Yet these fears are being overstated. The blight that closed so many pits is not being visited upon those whose fingers can count notes as efficiently as shipyard workers once knocked in rivets.

True, it will be disruptive for many branch officials to find that they are to be paid off. The ensuing uncertainty will cause considerable private strain on the individuals directly affected and on their families. But those who want a new job should be able to find one. In time they may even be better off than they are now. This is what one clearing bank discovered a few years ago when, short of experienced staff, it tried to tempt former managers back from early retirement. Hardly any were interested; many were doing a nice line in financial consultancy. They told the bank what it could do with its offer.

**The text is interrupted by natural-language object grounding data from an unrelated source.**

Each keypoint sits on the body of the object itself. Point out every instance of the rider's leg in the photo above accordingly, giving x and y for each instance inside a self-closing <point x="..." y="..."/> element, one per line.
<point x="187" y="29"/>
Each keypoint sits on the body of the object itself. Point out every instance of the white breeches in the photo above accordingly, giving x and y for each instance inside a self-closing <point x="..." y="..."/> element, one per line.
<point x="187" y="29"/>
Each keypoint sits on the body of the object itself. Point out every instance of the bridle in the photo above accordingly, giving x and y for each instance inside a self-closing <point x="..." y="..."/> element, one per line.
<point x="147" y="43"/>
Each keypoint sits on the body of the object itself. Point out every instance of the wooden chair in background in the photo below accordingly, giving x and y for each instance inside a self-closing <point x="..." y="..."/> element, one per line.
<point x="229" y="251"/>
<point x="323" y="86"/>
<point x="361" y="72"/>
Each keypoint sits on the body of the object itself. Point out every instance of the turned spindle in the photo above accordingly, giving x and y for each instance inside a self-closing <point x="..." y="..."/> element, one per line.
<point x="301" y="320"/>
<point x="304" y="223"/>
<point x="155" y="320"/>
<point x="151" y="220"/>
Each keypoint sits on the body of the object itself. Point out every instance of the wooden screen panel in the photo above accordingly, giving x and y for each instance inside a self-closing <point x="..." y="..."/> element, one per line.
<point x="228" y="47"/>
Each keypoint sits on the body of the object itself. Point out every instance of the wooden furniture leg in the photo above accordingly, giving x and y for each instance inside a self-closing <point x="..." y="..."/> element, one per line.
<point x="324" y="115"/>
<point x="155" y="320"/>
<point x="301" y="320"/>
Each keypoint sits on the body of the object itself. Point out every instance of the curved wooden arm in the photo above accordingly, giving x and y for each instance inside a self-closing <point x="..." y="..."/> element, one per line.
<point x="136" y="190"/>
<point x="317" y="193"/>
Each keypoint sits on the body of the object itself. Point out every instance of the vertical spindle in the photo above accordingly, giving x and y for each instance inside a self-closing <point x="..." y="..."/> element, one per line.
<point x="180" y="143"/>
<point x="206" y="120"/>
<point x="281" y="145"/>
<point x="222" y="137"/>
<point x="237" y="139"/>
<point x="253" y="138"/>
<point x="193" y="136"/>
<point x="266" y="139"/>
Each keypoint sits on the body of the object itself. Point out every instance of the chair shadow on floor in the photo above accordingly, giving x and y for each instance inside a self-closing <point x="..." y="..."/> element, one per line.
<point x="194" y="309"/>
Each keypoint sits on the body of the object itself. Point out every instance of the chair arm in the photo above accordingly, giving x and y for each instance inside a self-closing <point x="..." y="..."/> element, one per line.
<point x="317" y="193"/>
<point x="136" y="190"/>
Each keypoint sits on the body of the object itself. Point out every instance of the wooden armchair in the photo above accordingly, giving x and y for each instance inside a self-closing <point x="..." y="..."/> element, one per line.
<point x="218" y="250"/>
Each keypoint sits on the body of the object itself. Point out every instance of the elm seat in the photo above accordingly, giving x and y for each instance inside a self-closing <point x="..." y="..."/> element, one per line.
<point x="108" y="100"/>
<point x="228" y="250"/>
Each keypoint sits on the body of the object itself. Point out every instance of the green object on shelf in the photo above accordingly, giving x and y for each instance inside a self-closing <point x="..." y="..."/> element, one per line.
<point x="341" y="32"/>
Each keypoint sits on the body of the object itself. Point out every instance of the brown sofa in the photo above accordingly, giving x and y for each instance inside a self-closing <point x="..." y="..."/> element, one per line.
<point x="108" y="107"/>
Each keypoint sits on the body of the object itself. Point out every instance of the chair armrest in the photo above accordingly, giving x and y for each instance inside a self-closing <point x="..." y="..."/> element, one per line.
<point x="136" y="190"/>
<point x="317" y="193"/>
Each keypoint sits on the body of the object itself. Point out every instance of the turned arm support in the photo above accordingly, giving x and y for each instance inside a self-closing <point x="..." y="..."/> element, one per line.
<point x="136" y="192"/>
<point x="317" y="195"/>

The truth is that many clerical jobs in the high street banks will continue to disappear because of competitive pressures and technological advance. Telephone banking and cashpoint machines have combined to render many of these posts redundant. At the same time, however, employment in the financial services sector continues to expand. There seems to be almost limitless demand for personal financial advice on mortgages, pensions and saving schemes. And many of those who will lose their jobs have the academic qualifications, technical skills, and experience of dealing with people that is required to make them highly employable. They will not have to "get on their bikes" to leave an industrial wasteland in search of jobs. Many will find a new post just down the road at the local insurance company.

The trade unions may bemoan the technological and cultural revolutions sweeping the finance sector. But they should forget their Luddite tendencies and welcome the adaptability within this industry that will guarantee its long-term health and its capacity to provide jobs.

In short, although these job cuts in banking seem to the harbinger of further doom for worried white-collar workers, they are in fact the model of how structural change should occur. Today, security no longer exists in the form of "jobs for life". It lies in being employable and in the economy providing plenty of well-paid jobs that reflect the economic needs of changing times. We should observe and copy this industry and not bemoan its fate.